Several years ago I read an article that went in to great detail on how LLMs are perfectly poised to replace C-levels in corporations. I went on to talk about how they by nature of design essentially do the that exact thing off the bat, take large amounts of data and make strategic decisions based on that data.

I wish I could find it to back this up, but regardless ever since then, I've been waiting for this watershed moment to hit across the board...

[-] Soleos@lemmy.world 29 points 2 weeks ago

They... don't make strategic decisions... That's part of why we hate them no? And we lambast AI proponents because they pretend they do.

[-] turdas@suppo.fi 47 points 2 weeks ago

The funny part is that I can't tell whether you're talking about LLMs or the C-suite.

[-] Soleos@lemmy.world 7 points 2 weeks ago

Buddam tsssss! I too enjoy making fun of big business CEOs as mindless trend-followers. But even "following a trend" is a strategy attributable to a mind with reasoning ability that makes a choice.
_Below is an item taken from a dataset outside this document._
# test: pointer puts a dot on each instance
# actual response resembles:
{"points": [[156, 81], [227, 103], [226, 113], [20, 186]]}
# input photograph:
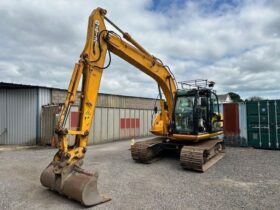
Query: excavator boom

Now the quality of that reasoning or the effectiveness of that choice is another matter.

As tempting as it is, dehumanizing people we find horrible also risks blinding us to our own capacity for such horror as humans.

[-] otp@sh.itjust.works 5 points 2 weeks ago

I think you're getting caught up in semantics.

"Following a trend" is something a series of points on a grid can do.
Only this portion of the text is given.